Crap. Total crap.
Let’s count the ways how Friday has let me down:
1) I woke up with a splitting headache. I realized last night that I have an orthodontist appointment on Monday. For which I haven’t been wearing my retainer for the past 2 months. So I wore it to bed last night = sore teeth and a headache this morning.
2) I had a 7:30 AM meeting. Which meant that I couldn’t take my pups to the dog park, like I would have preferred to do (as I try to do every Friday morning)
3) My 7:30 AM meeting was crap. Big CF at work, and it’s going to take a long time to fix it, but I need a resolution like last week.
4) I had my RMR tested at 9 AM. Which meant that I couldn’t exercise or eat anything this morning. Except water — but I didn’t have any of that, either. And, my RMR went DOWN. Which means I’m supposed to be eating even FEWER calories to lose weight. To lose 1 pound, I’m allowed 1285 calories a day (assuming no exercise). If I want to lose 1.5 pounds, I’d be taking in less than 1200 calories (which isn’t allowed). Blech. I’m just sick of being FAT!!! How is it possible that someone who weighs 211 pounds is only allowed 1265 calories to ensure that she can lose 1 pound a week. Total crap. Here’s a link to my Body Gem report, if you’re interested:
*** Have you realized how much I want to say crap today? ***
5) Issues from the 7:30 meeting carried on all day long
6) My admin is out today. Her back-up was not at her desk. Her back-up refused to help me. When I finally carried the box that I needed shipped back to my desk, only to figure out that I don’t have the “privilege” of shipping anything via UPS (how stupid is that?!?), so I have to find an admin from another department to do it. And then my boss says that I should give it to the 2nd lady because the guy from the other department will screw it up. Seriously? It’s a UPS shipment. Just give me the friggin login code, and I WILL DO IT. Not that hard. Peeved that they took away my login.

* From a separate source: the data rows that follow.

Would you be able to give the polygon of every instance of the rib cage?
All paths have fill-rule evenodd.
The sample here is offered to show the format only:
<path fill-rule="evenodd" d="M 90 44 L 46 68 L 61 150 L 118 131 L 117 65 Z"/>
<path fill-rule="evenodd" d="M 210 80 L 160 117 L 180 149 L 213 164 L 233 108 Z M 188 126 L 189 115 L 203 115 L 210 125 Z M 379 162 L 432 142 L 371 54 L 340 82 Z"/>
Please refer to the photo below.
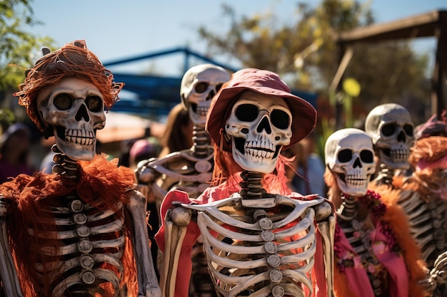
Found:
<path fill-rule="evenodd" d="M 446 202 L 433 196 L 424 199 L 417 192 L 403 191 L 398 202 L 407 214 L 411 232 L 429 269 L 447 247 Z"/>
<path fill-rule="evenodd" d="M 321 200 L 296 201 L 280 195 L 250 200 L 250 205 L 263 206 L 265 210 L 244 205 L 240 197 L 182 204 L 199 211 L 197 223 L 219 295 L 304 296 L 303 286 L 312 291 L 308 276 L 316 249 L 311 207 Z"/>
<path fill-rule="evenodd" d="M 104 288 L 110 286 L 116 296 L 126 242 L 122 204 L 114 212 L 86 204 L 76 194 L 61 200 L 65 206 L 44 212 L 44 230 L 28 230 L 49 243 L 30 251 L 38 259 L 35 268 L 41 283 L 51 283 L 52 297 L 105 296 Z"/>

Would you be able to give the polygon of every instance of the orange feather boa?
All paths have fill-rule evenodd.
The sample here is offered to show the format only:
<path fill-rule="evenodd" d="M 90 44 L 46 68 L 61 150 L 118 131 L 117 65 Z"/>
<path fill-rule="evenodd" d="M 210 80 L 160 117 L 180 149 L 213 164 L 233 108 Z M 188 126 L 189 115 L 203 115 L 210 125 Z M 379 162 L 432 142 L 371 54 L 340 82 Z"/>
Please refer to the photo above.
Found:
<path fill-rule="evenodd" d="M 57 174 L 41 172 L 34 177 L 20 174 L 11 182 L 0 185 L 0 193 L 9 202 L 8 224 L 10 242 L 22 291 L 26 297 L 51 296 L 49 281 L 40 287 L 39 276 L 34 269 L 36 259 L 31 256 L 40 246 L 48 245 L 49 239 L 30 236 L 28 228 L 42 230 L 43 214 L 49 207 L 61 206 L 60 198 L 74 191 L 85 203 L 99 209 L 117 210 L 116 202 L 124 204 L 129 202 L 130 191 L 135 188 L 134 172 L 126 167 L 117 167 L 118 161 L 107 161 L 103 156 L 96 155 L 91 161 L 79 161 L 79 179 L 74 181 Z M 129 296 L 136 296 L 138 285 L 134 254 L 129 238 L 131 222 L 126 220 L 126 244 L 121 257 L 124 269 L 123 283 L 126 283 Z M 45 224 L 46 229 L 54 231 L 54 224 Z M 36 235 L 36 234 L 34 234 Z M 44 242 L 46 241 L 46 242 Z M 61 243 L 50 243 L 60 245 Z M 50 256 L 53 260 L 56 254 Z M 106 291 L 111 288 L 106 286 Z M 109 292 L 111 296 L 113 292 Z"/>

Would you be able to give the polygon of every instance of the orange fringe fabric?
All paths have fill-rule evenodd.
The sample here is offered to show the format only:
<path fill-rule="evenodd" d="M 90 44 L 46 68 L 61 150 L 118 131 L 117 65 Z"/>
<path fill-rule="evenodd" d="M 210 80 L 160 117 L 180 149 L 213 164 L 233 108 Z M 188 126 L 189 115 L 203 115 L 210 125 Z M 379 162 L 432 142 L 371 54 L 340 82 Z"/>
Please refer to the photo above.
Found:
<path fill-rule="evenodd" d="M 399 199 L 399 191 L 391 189 L 387 185 L 373 186 L 371 189 L 379 193 L 382 202 L 386 205 L 386 212 L 382 217 L 388 226 L 393 230 L 396 241 L 402 249 L 402 255 L 405 259 L 408 273 L 408 284 L 411 297 L 423 297 L 429 296 L 418 282 L 427 278 L 428 271 L 426 264 L 422 260 L 421 249 L 410 233 L 408 219 L 397 204 Z"/>
<path fill-rule="evenodd" d="M 20 174 L 11 182 L 0 185 L 0 193 L 9 202 L 8 224 L 10 244 L 22 291 L 26 297 L 51 296 L 49 280 L 41 288 L 39 275 L 34 265 L 37 259 L 32 257 L 35 251 L 42 246 L 60 246 L 59 241 L 51 241 L 34 234 L 28 234 L 28 228 L 42 230 L 41 232 L 56 230 L 54 224 L 46 224 L 42 218 L 46 209 L 50 207 L 61 206 L 60 198 L 76 191 L 80 199 L 99 209 L 114 209 L 117 210 L 116 202 L 124 204 L 129 202 L 129 194 L 135 187 L 134 172 L 126 167 L 117 167 L 118 161 L 107 161 L 103 156 L 96 155 L 91 161 L 79 161 L 80 177 L 78 182 L 56 174 L 35 173 L 34 177 Z M 134 260 L 133 250 L 130 242 L 131 222 L 126 221 L 126 244 L 121 257 L 124 267 L 123 284 L 127 286 L 129 296 L 136 296 L 138 283 Z M 54 249 L 56 250 L 56 249 Z M 57 261 L 58 255 L 54 253 L 44 259 L 46 262 Z M 113 269 L 112 267 L 107 267 Z M 107 286 L 105 290 L 110 290 Z M 108 292 L 112 296 L 113 292 Z"/>

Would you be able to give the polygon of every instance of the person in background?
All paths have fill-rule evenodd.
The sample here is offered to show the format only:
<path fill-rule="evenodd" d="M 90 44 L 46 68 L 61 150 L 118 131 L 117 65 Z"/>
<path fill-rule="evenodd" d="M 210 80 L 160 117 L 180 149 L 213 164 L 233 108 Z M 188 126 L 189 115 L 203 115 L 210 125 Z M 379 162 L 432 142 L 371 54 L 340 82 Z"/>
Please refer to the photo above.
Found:
<path fill-rule="evenodd" d="M 11 125 L 0 136 L 0 184 L 24 173 L 32 175 L 29 162 L 31 131 L 23 123 Z"/>
<path fill-rule="evenodd" d="M 159 155 L 161 158 L 170 152 L 180 152 L 193 145 L 193 123 L 188 110 L 181 103 L 175 105 L 169 111 L 166 120 L 166 131 L 160 140 L 163 149 Z"/>
<path fill-rule="evenodd" d="M 129 165 L 131 169 L 134 170 L 139 162 L 157 157 L 159 151 L 159 144 L 154 137 L 138 140 L 131 146 Z"/>
<path fill-rule="evenodd" d="M 324 163 L 321 157 L 315 152 L 315 141 L 313 135 L 308 136 L 300 141 L 300 155 L 297 156 L 297 164 L 295 174 L 291 182 L 291 186 L 296 192 L 303 195 L 318 194 L 325 196 L 326 187 L 323 179 L 324 175 Z"/>

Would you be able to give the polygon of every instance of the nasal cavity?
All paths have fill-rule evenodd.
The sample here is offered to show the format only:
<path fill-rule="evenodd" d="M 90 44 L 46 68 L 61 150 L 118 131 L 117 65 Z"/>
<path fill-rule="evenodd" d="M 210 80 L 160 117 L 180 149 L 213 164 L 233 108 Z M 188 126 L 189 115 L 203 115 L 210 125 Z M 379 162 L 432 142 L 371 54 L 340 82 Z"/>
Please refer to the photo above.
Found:
<path fill-rule="evenodd" d="M 89 115 L 89 113 L 87 112 L 87 108 L 86 108 L 85 104 L 81 105 L 74 118 L 78 122 L 80 121 L 82 118 L 84 118 L 84 120 L 85 120 L 86 122 L 89 122 L 90 120 L 90 116 Z"/>
<path fill-rule="evenodd" d="M 268 123 L 267 117 L 263 117 L 262 120 L 261 120 L 259 125 L 258 125 L 256 131 L 258 133 L 261 133 L 263 130 L 265 130 L 267 134 L 271 133 L 271 127 L 270 127 L 270 123 Z"/>
<path fill-rule="evenodd" d="M 352 167 L 354 168 L 356 167 L 361 168 L 361 162 L 360 162 L 359 158 L 356 159 L 356 161 L 354 161 L 354 165 Z"/>
<path fill-rule="evenodd" d="M 208 101 L 209 100 L 213 99 L 214 95 L 216 95 L 216 92 L 214 92 L 214 90 L 211 90 L 208 94 L 208 96 L 206 96 L 206 100 Z"/>

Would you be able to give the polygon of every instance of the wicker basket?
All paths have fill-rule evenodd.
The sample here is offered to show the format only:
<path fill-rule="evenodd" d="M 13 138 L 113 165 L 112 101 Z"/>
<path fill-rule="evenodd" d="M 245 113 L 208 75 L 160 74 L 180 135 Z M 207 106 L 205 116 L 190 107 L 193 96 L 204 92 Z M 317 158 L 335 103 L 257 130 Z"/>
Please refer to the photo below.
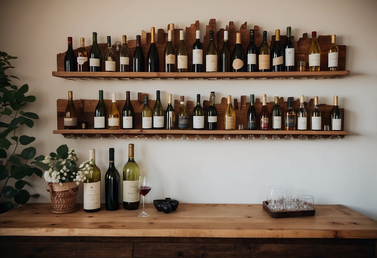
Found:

But, it’s all looking up & up.
Reasons why my life is looking better by the second:
1) I’m venting in my blog and drinking water. I’m well within my calorie target, and will likely be able to have a glass of wine if all goes well with dinner
2) I’m going to the gym once I finish this – peace out to this work desk of mine
3) I have an appointment with a hypnotist this afternoon at 5 PM to help me stop biting my fingernails. I know — SO gross. I’m a perfectionist, and as stupid as it sounds, I find myself finding any imperfection and biting it off. Then of course it looks like CRAP. So I do it again. I’ve been doing it since FOREVER, and have tried everything. Except this. It better work.